Get ahead of the game now. You have been given some notice that she will escalate so get ready to collect evidence to deal with her quickly. "He said - she said" goes out the window when you have cctv evidence. Housing authorities and the police will be able to take action when they have all the evidence supplied for them.

8misskitty8 · 22/07/2019 10:49

If she’s quietened down then maybe she is one of those people who if you stand your ground with early on they then leave you alone ?

Hopefully this neighbour is one of those

MarianaMoatedGrange · 22/07/2019 10:55

Long term weed use can cause or escalate paranoia, especially the home grown stuff, with the active chemicals out of kilter.

heronontoast · 22/07/2019 11:06

Who is responsible for the fence between your gardens?

INeedAFlerken · 22/07/2019 11:14

I would put a new fence up as quickly as possible, a solid high one. And get a camera for the back garden. I would worry about leaving my dog out there alone, too.
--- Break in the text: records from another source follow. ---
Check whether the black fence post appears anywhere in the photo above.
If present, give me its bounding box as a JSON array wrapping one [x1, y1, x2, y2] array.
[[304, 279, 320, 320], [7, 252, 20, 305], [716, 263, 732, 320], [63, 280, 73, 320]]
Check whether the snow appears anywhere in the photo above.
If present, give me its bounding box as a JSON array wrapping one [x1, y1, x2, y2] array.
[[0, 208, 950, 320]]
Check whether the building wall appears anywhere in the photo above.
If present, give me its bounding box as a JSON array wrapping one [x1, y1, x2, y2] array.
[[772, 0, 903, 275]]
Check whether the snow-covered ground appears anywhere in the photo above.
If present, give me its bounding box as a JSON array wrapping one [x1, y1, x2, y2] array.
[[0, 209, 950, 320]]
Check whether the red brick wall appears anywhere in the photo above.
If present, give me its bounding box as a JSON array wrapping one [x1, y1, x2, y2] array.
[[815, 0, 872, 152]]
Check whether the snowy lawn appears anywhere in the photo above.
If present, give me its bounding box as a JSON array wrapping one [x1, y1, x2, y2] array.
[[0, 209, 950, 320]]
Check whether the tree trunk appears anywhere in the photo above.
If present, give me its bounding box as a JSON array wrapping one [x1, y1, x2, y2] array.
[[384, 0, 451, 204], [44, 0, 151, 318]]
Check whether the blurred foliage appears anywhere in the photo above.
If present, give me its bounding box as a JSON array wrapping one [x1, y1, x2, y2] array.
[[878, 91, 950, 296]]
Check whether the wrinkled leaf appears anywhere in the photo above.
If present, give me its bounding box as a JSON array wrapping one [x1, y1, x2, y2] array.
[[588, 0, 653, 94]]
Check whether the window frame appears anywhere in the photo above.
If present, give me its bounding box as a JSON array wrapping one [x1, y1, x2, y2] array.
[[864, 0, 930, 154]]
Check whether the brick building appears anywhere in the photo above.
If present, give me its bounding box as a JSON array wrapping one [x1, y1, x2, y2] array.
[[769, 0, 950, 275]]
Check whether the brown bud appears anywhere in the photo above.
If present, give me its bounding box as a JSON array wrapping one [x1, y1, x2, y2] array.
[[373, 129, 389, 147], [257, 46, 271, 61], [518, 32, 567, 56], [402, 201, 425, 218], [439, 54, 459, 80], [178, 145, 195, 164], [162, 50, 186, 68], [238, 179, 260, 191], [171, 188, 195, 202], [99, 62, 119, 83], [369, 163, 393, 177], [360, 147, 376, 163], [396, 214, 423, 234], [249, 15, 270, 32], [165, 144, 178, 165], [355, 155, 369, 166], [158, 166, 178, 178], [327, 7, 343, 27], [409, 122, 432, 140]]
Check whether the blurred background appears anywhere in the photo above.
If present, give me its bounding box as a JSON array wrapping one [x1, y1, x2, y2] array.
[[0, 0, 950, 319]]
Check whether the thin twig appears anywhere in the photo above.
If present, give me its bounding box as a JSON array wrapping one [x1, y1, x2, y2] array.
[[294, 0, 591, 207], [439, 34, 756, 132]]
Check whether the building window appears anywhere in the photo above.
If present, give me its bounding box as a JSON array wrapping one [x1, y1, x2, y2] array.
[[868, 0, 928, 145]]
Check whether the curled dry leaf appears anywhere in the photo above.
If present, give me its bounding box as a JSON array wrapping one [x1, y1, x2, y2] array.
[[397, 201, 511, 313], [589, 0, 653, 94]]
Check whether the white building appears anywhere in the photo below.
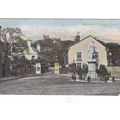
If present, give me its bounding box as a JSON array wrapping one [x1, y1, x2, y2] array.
[[68, 35, 108, 66], [23, 40, 38, 60]]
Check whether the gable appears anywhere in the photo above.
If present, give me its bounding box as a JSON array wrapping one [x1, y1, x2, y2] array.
[[69, 35, 106, 49]]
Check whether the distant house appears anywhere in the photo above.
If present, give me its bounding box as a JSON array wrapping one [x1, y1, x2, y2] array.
[[68, 35, 108, 66], [23, 40, 38, 60]]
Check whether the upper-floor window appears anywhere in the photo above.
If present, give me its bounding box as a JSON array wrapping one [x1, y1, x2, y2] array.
[[77, 52, 81, 60]]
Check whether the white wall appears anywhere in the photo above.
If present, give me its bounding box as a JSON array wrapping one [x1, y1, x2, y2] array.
[[68, 36, 108, 66]]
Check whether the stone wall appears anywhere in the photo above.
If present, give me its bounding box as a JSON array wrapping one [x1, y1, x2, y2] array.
[[107, 66, 120, 77]]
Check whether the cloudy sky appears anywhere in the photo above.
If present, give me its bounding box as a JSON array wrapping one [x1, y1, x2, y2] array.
[[0, 19, 120, 43]]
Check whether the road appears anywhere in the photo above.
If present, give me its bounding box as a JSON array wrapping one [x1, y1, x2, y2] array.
[[0, 70, 120, 95]]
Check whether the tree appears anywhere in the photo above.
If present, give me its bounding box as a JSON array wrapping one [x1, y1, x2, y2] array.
[[82, 64, 88, 79], [1, 27, 23, 56], [1, 27, 23, 76]]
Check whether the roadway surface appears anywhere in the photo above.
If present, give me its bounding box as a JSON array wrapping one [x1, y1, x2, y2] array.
[[0, 69, 120, 95]]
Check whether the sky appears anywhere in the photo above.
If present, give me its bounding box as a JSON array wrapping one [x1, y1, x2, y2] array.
[[0, 18, 120, 43]]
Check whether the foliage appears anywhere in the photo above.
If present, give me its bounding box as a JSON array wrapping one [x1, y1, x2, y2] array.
[[96, 64, 109, 77], [69, 63, 76, 73], [82, 64, 88, 73]]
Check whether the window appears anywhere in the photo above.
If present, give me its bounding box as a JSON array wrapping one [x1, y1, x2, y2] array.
[[93, 52, 98, 59], [77, 52, 81, 60]]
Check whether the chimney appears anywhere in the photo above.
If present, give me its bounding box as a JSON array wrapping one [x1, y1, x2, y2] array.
[[27, 40, 31, 53]]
EileenAlanna · 22/07/2019 11:18

I'd stop letting your DC play with her children. Whether they themselves are nice or not isn't relevant, the NDN will behave in this same way to & over your DCs. They don't need the grief.

RosaWaiting · 22/07/2019 11:19

they probably do start fights for entertainment.

Ignore as much as you possibly can.

I wonder if you can get some compensation from the vendor if they failed to declare a dispute.

lululatetotheparty · 22/07/2019 11:22

Polite distance, I wouldn't encourage play between the children, a new higher fence and cameras! That sounds a lot but it might prevent an escalating problem (and will make you feel better). Cameras are very cheap now.